Updated on 2025-10-17 GMT+08:00

Zero-Privilege O&M

As mentioned in QingTian Threat Assumptions and Security Methods, cloud vendors' internal personnel may be potential attacks that pose threats to tenant data security through logical or physical access. The QingTian system introduces the zero-privilege O&M concept to eliminate such security risks by combining best technical practices and O&M security management.

  • Zero SSH permission: O&M personnel cannot obtain control permissions on servers through common remote login methods. All O&M operations on servers are performed through APIs. All O&M APIs have strict identity authentication, authorization, recording, and auditing. These APIs do not allow O&M personnel to access customer data on servers.
  • Zero packet capture tool: The OS of the server node has been streamlined, with common packet capture tools such as tcpdump removed, to prevent tenant I/O data from being listened to or stolen.
  • Zero memory permission: VRAM, a QingTian memory management component, independently manages VM memory. The memory cannot be exported via traditional virsh dump.

These technical restrictions are built into the QingTian system. Even the system administrator with the highest permissions cannot bypass these controls and protections. As common login access is disabled, the production environment does not support in-place debugging. This is inconvenient for technical personnel, but we believe that this is a good trade-off for our customers. We must maintain high system quality and testing standards before production release.

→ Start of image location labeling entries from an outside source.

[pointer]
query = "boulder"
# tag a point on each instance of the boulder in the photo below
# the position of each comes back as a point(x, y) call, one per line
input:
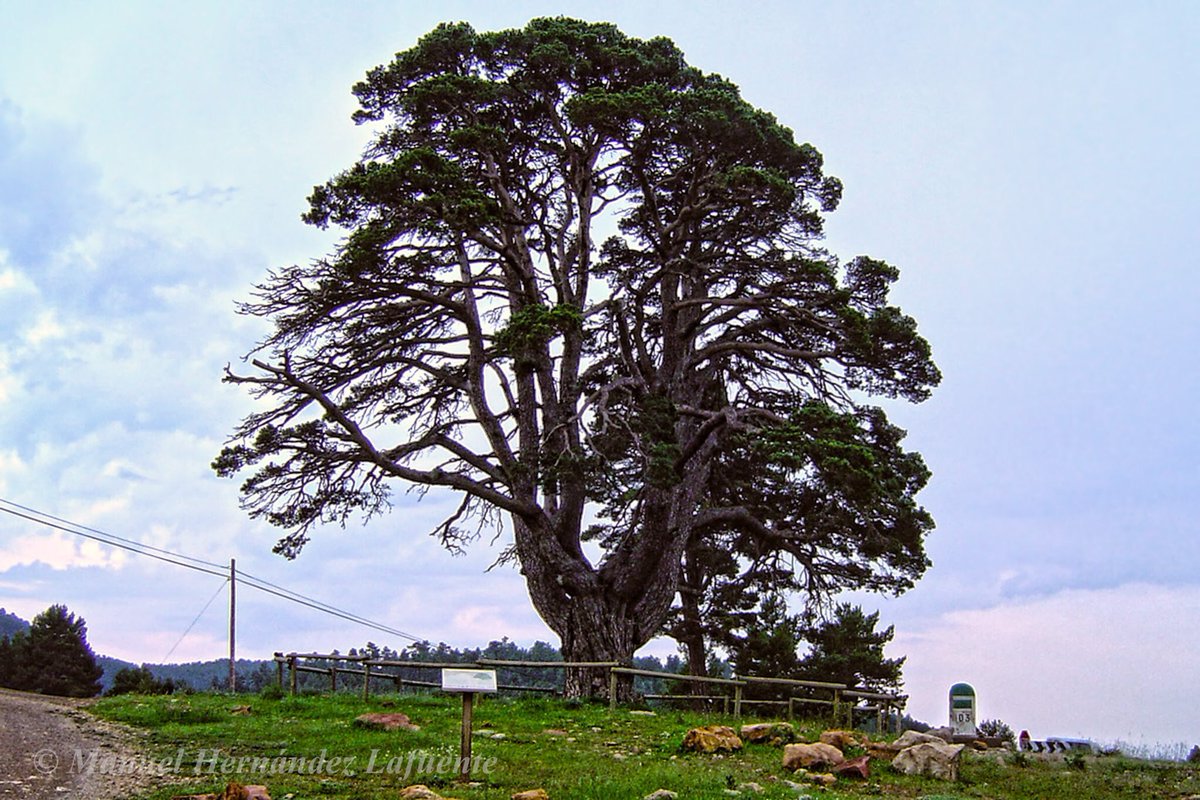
point(910, 738)
point(841, 739)
point(858, 767)
point(808, 756)
point(771, 733)
point(419, 792)
point(935, 759)
point(711, 739)
point(661, 794)
point(391, 721)
point(233, 791)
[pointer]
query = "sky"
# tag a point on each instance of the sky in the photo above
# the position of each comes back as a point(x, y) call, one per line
point(1030, 167)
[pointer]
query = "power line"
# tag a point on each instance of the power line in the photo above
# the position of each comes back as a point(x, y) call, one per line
point(295, 596)
point(113, 536)
point(179, 559)
point(192, 624)
point(106, 541)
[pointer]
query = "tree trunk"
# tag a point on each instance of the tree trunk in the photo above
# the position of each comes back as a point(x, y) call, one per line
point(595, 633)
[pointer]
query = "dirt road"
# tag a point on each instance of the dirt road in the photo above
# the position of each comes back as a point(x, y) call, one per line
point(49, 747)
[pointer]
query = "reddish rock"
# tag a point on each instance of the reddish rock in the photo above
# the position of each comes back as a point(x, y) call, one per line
point(393, 721)
point(858, 767)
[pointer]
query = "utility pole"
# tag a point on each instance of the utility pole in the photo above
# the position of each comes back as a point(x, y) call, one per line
point(233, 617)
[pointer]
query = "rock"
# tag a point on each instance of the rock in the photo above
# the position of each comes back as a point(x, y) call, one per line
point(858, 767)
point(390, 721)
point(661, 794)
point(419, 792)
point(532, 794)
point(840, 739)
point(711, 739)
point(910, 738)
point(772, 733)
point(233, 791)
point(935, 759)
point(816, 755)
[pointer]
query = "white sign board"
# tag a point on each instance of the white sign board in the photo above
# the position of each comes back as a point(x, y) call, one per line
point(468, 680)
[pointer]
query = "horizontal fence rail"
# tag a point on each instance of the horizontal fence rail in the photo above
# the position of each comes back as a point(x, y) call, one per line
point(843, 701)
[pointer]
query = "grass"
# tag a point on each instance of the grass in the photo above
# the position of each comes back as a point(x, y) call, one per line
point(309, 747)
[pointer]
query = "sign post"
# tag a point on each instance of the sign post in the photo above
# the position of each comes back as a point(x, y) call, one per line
point(467, 683)
point(963, 710)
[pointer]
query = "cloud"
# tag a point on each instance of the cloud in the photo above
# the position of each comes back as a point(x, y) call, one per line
point(59, 552)
point(1087, 663)
point(47, 188)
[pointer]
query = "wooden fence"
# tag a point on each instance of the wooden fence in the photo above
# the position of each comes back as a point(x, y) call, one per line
point(841, 701)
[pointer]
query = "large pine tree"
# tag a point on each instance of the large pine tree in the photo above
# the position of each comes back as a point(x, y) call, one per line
point(55, 657)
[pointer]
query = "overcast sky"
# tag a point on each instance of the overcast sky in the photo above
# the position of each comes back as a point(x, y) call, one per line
point(1030, 167)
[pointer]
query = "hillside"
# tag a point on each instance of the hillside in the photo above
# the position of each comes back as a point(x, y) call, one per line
point(310, 746)
point(11, 624)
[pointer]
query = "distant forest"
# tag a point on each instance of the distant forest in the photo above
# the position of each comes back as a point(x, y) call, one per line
point(256, 674)
point(253, 675)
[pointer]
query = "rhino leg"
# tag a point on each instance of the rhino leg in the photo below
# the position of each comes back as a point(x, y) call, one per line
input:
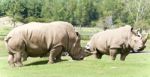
point(11, 60)
point(24, 56)
point(18, 61)
point(113, 53)
point(98, 55)
point(123, 56)
point(54, 54)
point(58, 57)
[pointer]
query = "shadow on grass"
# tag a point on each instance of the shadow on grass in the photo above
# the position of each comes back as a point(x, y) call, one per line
point(42, 62)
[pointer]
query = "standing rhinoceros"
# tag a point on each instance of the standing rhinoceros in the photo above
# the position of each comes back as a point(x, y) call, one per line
point(39, 39)
point(116, 41)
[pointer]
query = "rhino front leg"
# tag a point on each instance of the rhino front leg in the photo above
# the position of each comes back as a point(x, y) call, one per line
point(123, 56)
point(18, 61)
point(113, 53)
point(11, 60)
point(55, 54)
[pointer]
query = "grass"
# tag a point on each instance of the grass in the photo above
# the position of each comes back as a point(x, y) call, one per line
point(136, 65)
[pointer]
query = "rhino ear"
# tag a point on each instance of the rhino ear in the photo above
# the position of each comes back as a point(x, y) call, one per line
point(77, 33)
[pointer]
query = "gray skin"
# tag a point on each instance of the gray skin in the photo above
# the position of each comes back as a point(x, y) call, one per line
point(116, 41)
point(39, 39)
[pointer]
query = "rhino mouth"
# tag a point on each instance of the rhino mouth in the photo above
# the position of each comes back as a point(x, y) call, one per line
point(138, 50)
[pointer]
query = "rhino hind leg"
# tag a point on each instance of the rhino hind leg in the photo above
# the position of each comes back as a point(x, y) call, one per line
point(123, 56)
point(113, 53)
point(98, 54)
point(18, 61)
point(55, 54)
point(11, 60)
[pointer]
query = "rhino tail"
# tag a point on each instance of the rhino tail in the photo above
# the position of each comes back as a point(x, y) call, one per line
point(6, 39)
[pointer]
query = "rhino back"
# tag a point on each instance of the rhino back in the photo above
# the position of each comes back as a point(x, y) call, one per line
point(114, 38)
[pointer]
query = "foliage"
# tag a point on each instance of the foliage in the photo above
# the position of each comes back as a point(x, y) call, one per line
point(79, 12)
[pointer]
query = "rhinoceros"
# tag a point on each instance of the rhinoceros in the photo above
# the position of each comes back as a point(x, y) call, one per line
point(39, 39)
point(116, 41)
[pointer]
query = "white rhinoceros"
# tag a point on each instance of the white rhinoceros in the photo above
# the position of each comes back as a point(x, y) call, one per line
point(39, 39)
point(116, 41)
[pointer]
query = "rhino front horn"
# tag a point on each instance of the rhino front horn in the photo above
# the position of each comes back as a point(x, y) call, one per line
point(145, 38)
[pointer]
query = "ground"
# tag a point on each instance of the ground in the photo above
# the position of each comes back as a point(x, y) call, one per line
point(136, 65)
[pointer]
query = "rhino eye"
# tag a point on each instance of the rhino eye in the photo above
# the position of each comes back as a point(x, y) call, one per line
point(135, 40)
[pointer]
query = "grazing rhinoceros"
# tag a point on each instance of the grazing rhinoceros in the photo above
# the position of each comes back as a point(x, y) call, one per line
point(116, 41)
point(39, 39)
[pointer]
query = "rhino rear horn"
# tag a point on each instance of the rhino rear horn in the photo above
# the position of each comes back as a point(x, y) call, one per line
point(145, 38)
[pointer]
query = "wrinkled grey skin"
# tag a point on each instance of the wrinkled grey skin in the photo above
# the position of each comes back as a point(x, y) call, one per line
point(41, 39)
point(116, 41)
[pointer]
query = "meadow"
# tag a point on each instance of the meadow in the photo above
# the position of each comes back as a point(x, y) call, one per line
point(136, 65)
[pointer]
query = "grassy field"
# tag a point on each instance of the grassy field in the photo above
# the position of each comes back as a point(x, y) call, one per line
point(136, 65)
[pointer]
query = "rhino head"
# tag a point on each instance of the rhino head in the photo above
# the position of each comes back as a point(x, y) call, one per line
point(137, 41)
point(77, 52)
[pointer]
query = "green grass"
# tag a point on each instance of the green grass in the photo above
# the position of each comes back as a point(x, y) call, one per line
point(136, 65)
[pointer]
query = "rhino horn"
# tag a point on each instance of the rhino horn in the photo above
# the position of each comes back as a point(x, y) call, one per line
point(145, 38)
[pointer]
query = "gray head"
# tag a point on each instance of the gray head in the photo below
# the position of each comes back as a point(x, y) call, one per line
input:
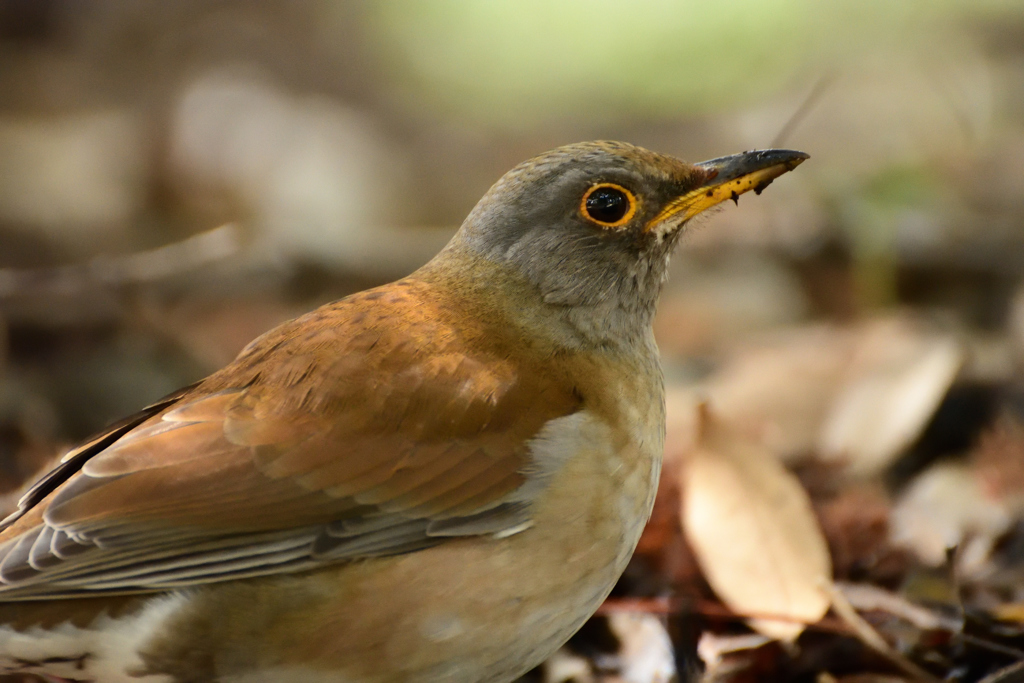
point(591, 226)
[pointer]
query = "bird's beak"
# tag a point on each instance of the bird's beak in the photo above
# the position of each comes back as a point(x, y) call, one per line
point(727, 178)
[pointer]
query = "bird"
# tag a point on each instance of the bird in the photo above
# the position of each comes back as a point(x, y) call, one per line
point(435, 480)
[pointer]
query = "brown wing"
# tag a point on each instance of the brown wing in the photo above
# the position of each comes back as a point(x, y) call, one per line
point(377, 425)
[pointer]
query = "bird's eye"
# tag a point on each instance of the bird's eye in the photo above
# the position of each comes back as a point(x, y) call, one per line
point(608, 205)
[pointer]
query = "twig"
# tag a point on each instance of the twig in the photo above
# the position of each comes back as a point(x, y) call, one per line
point(867, 635)
point(805, 108)
point(145, 266)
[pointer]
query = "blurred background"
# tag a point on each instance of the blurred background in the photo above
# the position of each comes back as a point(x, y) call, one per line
point(177, 177)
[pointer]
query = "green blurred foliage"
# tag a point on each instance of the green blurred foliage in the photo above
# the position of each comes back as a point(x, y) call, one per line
point(514, 63)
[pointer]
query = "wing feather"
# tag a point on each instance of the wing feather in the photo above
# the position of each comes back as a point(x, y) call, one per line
point(370, 428)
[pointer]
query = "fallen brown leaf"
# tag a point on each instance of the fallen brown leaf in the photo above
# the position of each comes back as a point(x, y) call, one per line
point(754, 532)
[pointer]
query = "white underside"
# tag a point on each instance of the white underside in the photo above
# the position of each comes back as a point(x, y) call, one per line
point(105, 651)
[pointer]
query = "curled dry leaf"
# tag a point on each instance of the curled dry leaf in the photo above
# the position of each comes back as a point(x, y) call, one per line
point(858, 394)
point(896, 380)
point(783, 384)
point(754, 531)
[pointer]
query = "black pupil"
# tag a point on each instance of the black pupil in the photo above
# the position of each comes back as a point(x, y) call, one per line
point(607, 205)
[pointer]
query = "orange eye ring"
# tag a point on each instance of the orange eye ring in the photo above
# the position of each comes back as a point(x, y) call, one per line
point(608, 205)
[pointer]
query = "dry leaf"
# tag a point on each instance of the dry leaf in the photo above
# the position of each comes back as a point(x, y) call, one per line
point(942, 507)
point(753, 529)
point(896, 381)
point(783, 384)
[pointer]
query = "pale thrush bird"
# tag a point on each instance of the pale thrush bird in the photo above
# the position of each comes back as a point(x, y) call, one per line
point(438, 479)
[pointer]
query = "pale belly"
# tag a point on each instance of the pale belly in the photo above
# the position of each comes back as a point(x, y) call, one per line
point(472, 610)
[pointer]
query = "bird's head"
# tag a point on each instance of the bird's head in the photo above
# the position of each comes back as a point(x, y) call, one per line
point(591, 226)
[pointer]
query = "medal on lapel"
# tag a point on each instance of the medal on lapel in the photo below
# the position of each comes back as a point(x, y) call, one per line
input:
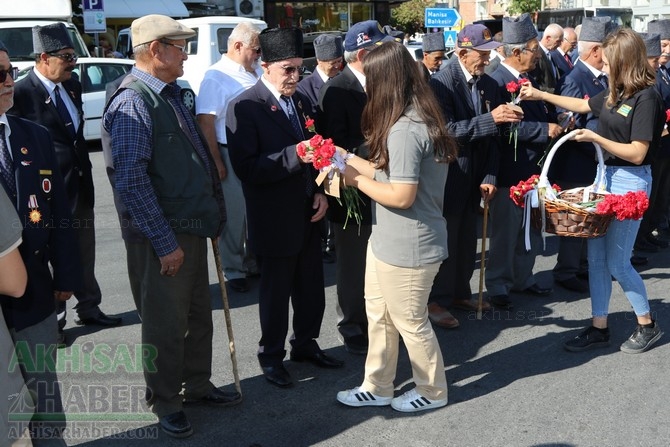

Cloud infrastructure security also depends on the root key protection of multiple key systems. Root key protection needs to handle various threats, including potential threats from internal personnel with the highest permissions. Hardware security modules (HSMs) cannot avoid individual security issues. Only relying on this key protection technology cannot address increasingly severe attack challenges. The QingTian system uses the following methods and measures to protect the keys of key systems:

  • Threshold digital signature: Some key systems use threshold digital signature algorithms to split signature keys and completely destroy the original keys after the splitting is complete. Once split, a number of N key fragments are separately held by multiple independent nodes. A number of T compute nodes can collaborate with each other to sign a message according to the threshold signature protocol. If the number of nodes is less than T, the message cannot be signed. Complete keys are not displayed throughout the signature process, and no single point holds the complete keys. This method not only improves the security of key management but also improves the availability of the system.
  • Multiple key materials: Some key systems use multiple digital signature technologies (depending on multiple signature keys) for anti-tampering. Other systems synthesize data encryption and decryption keys based on multiple independent key materials. Each independent signature key or key material is protected by security hardware to prevent systematic security risks caused by the compromise of a single key.
  • Key export prevention: Working keys are encrypted using hardware identity public keys and imported to the HSMs built into QingTian cards. They cannot be exported from the hardware in plaintext. Instead, they can only be used through module APIs with limited authentication and authorization.
  • Fast key rotation: The system strictly ensures that the key rotation period is inversely proportional to the key usage frequency. Frequently used working keys (such as end entity certificate keys) are rotated on an hourly basis.
  • Tenant-level key isolation: The system allocates completely independent random key materials to different tenants and derives tenant-level keys based on the key materials. Derived keys are only valid for single tenants, preventing global security impact caused by the compromise of a single key material.

Key protection has always been a challenge. We continuously focus on the latest cryptography technology progress (such as threshold cryptography technology), introduce these new technologies in cloud engineering best practices to improve security, and update the current engineering security best practices.